Birincisi, insanın Allah ile ilişkisini en ideal düzeyde belirleyen, onu kula kulluktan kurtararak gerçek özgürlüğe eriştiren tevhit mücadelesidir. Putları ve bütün sahte ilahları terk ederek sadece Allah’a kulluğa davet eden ayetler bunun açık şahididir.

İkincisi ise, insanın diğer insanlarla, toplumla, evren ve eşya ile ilişkisini hakkaniyet çerçevesinde belirleyen, adalet ve güzel ahlak mücadelesidir. Zira tevhidi öteleyerek insanın Rabbiyle ilişkisini zedeleyen, temel insanlık değerlerini suiistimal ederek insanın huzurunu bozan ve gelecek umudunu karartan cahiliye toplumunu ikaz eden ayetlere baktığımızda cahiliyenin enkazını ve İslam’ın hayat veren dünyasını açıkça görmekteyiz.

Mekke’yi yaşanmaz hale getiren, insanı sömüren, sıradanlaştıran ve köleleştiren anlayışın altında yatan temel dürtülerden birisi de; insanın dünyaya, mala ve zenginliğe olan düşkünlüğünün azgınlığa, anarşiye ve sömürüye dönüşmesidir. Kıyamete kadar insanlığa kötü ve hazin bir örnek olarak tanıtılan ve adına müstakil sure tahsis edilen tek isim olan Ebu Leheb’in en büyük yanılgısı servetine aşırı güvenmesi, hayatını ve tavırlarını tamamen menfaati doğrultusunda kullanması ve daha çok kazanma hırsına yenik düşerek yanındaki peygamberi, insafı ve merhameti reddetmesidir. Allah, onun zelil oluşunu, onun gibi davrananların helak olmaya mahkûm oluşunu, malının ve kazancının ona hiçbir faydasının olmadığını, dahası ahirette alevli bir ateşe çarptırılacağını ve azgınlığında ona destek olanların da aynı kaderi paylaşacağını mücessem bir örnek olarak göstermektedir. (Leheb, 111/1-5)
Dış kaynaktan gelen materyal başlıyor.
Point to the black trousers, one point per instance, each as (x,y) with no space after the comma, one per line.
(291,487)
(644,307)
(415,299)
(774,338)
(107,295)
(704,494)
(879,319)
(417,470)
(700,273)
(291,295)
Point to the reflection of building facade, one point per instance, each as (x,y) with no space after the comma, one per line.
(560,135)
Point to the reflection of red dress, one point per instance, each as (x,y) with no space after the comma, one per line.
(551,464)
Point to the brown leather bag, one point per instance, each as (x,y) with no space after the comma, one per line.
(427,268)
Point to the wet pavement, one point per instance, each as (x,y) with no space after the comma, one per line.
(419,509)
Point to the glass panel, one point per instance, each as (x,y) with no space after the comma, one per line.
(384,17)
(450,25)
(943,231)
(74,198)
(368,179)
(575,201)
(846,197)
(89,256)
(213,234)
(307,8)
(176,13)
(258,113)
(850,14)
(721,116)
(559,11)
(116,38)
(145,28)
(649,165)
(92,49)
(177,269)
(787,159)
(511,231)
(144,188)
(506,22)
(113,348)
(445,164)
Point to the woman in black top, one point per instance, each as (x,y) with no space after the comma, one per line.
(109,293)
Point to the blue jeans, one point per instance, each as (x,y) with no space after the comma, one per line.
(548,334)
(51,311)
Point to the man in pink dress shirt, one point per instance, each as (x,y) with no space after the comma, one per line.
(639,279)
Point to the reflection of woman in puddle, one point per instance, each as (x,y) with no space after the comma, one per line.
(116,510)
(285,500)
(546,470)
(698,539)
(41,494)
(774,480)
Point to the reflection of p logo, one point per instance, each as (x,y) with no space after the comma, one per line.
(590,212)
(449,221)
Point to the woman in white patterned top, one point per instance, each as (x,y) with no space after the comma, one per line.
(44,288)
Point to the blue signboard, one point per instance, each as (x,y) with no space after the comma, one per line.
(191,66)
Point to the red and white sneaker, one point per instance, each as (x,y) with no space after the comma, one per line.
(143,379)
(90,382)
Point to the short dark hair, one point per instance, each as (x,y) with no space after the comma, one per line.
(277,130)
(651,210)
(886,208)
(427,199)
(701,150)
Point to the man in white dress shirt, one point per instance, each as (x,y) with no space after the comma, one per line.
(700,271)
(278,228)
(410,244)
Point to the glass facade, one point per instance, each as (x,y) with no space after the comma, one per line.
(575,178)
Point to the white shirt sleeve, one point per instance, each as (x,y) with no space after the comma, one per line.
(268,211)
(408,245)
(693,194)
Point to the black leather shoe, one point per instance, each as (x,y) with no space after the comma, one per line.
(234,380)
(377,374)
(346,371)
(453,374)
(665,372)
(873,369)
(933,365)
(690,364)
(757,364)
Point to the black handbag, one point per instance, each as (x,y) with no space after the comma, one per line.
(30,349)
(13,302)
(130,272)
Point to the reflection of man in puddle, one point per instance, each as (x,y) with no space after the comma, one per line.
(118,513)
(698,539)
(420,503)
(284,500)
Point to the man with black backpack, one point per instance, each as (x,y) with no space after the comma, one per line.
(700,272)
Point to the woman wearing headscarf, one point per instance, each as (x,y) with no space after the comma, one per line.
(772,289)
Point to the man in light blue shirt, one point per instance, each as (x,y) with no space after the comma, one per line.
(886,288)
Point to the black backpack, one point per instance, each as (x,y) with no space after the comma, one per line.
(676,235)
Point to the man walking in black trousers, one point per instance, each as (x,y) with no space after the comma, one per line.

Cahiliye toplumlarının ve dönemlerinin en bariz özelliklerinden birisi servetin belirli ellerde ve alanlarda toplanmasıdır. Böylece mutlu bir azınlık kurdukları sistem ile çoğunluğun emek ve alın terini gasp etmek suretiyle her geçen gün servetlerini katlayarak çoğaltmakta, güçlendikçe sıradan kitleleri kendisine daha çok mahkûm etmektedir. Bu zalimce tavrın sahipleri bütün hayatlarını daha çok mal biriktirmek üzerine kurgulamakta, mütemadiyen servetini listeleyerek kendini tatmin etmekte ve en vahim hata olarak malının kendini ebedi kılacağını zannetmektedir. Her şeyi ifsat eden ve hayatı yaşanmaz hale getiren bu hastalıklı tavrın sahipleri dünyada yaşayacağı büyük aldanışın yanında ahirette de tarifi imkânsız bir azaba düçar olacaktır. (Hümeze, 104, 1-9)  

Esas mesele bugün, bir cahiliye dönemini asr-ı saadete dönüştüren inancı, ilkeleri, ahlakı, azmi, gayreti doğru anlayarak, aynı mücadeleye talip olabilmektir.